No strategy works every time, but some are more beginner-friendly than others. These three are the forex trading strategies worth starting with.
Trend Following
The idea is to trade in the direction the market is already moving. If a currency pair is making higher highs and higher lows on a daily or 4-hour chart, the trend is up.
What you can do is wait for a slight pullback, then enter when the price resumes moving in the trend direction.

Image via TradingView: AUD/USD Hourly Chart
This suits beginners because it removes some of the guesswork. You’re working with the market, not against it. This strategy won’t catch every move, but it keeps you on the right side of momentum more often than not.
Range Trading
Range trading works when a currency pair moves between a clear ceiling (resistance) and a clear floor (support). The approach is to buy near the bottom of the range and sell near the top.

Image via TradingView: NZD/USD Hourly Chart
To time your entries, use the RSI (relative strength index) indicator, a tool that measures whether a pair is overbought or oversold. A reading above 70 suggests overbought conditions. Below 30 suggests oversold.
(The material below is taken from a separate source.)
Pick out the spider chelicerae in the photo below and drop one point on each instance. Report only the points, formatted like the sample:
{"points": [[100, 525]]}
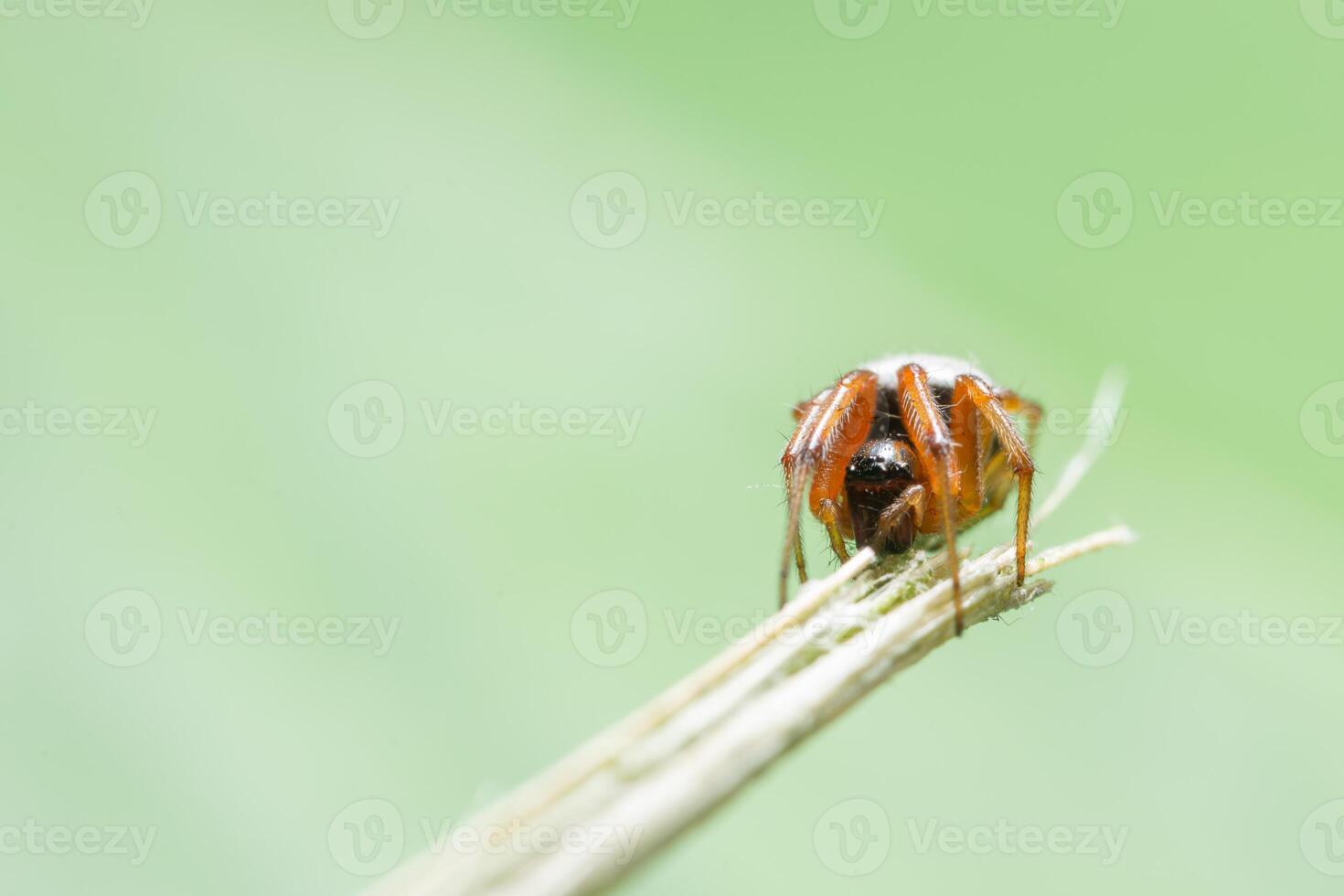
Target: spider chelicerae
{"points": [[905, 446]]}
These levels help you enter with more confidence within the range.

Image via TradingView: NZD/USD Hourly Chart
News Trading
Major economic announcements move currency markets fast. RBA interest rate decisions, US Non-Farm Payrolls, and CPI data releases can send pairs surging or dropping within seconds.
Check an economic calendar like Investing.com or Trading Economics at the start of each week so you know what’s coming. If you’re new to forex trading, be cautious about holding positions into high-impact events.
Moves can reverse sharply and without warning. Tight stop-losses are essential here.
Whichever strategy you start with, practise it on a demo account before putting real money on the line.